The second thing to realize is that if you go down a branch of the tree, you must complete the whole branch for returning. This allows us to reduce the entire branch to a single "mega castle" with aggregate soldiers required and lost.
So, assuming we can compute the costs of branches, we're left with two problems: where to start, and how to choose which branch to descend first. I'm just going to brute force the start position, but it might be possible to do better. Choosing which branch to descend is a bit harder. The number of soldiers of lost is trivial, but the number required is not. There are n! possibilities, so we can't just try them all.

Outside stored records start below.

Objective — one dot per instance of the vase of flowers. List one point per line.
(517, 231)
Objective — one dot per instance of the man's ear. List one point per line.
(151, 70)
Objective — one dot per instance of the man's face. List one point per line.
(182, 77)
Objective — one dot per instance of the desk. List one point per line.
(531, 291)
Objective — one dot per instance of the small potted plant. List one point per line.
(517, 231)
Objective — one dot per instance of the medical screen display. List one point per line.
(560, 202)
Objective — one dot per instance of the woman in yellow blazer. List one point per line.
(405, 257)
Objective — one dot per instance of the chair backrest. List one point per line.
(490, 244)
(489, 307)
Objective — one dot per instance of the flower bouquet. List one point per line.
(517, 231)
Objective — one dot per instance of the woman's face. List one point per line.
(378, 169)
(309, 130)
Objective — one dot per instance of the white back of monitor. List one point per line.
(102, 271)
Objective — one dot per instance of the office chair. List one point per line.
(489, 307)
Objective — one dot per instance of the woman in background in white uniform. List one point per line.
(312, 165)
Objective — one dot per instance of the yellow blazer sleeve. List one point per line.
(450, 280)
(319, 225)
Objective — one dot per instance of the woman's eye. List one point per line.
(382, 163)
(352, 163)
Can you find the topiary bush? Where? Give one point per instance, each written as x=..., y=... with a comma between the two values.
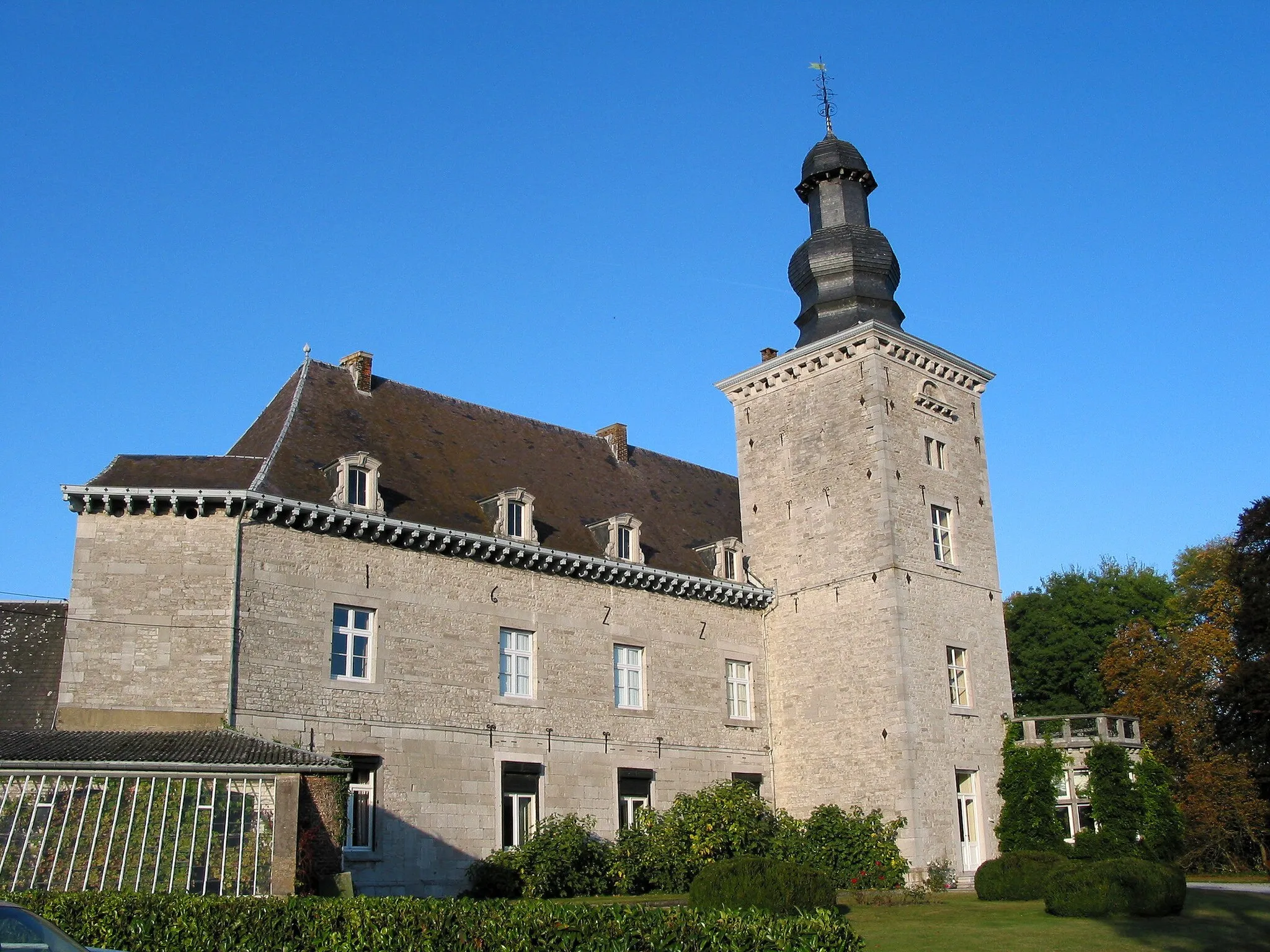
x=856, y=850
x=756, y=883
x=1116, y=888
x=1016, y=876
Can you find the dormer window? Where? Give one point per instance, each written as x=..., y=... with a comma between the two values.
x=511, y=513
x=356, y=482
x=619, y=537
x=726, y=559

Instead of thinking about how many soldiers are lost/required at each castle, I'm going to go backwards. Start with 0 soldiers, and add them when you attack a castle, ensuring we end up with at least the required amount. There are two cases: either there is a castle which we meet the requirement for, or there is not. If there is, (un)do that castle (this is optimal, because we used the minimum number of soldiers). If there isn't, add an additional soldier and try again (this is optimal, because we must add a soldier to continue). Now it should become obvious: we want to (un)do castle with requirements closest to the number lost first. Just sort by (required minus lost) and that's your order.
So the final algorithm looks like this:
- Brute force the starting point
- Recursively reduce branches into aggregate castles (memoize this result, for the other starting points)
- Visit branches in descending (required minus lost) order.
The running time is O(n * c^2 * lg(c)), where n is the number of castles and c is the maximum connectivity of any single castle. This worse because there are at most n*c 'branches', and a node takes at most c*lg(c) time to evaluate after its branches have been evaluated. [The branches and nodes are computed at most once thanks to memoization]
I think it's possible to do better, but I'm not sure how.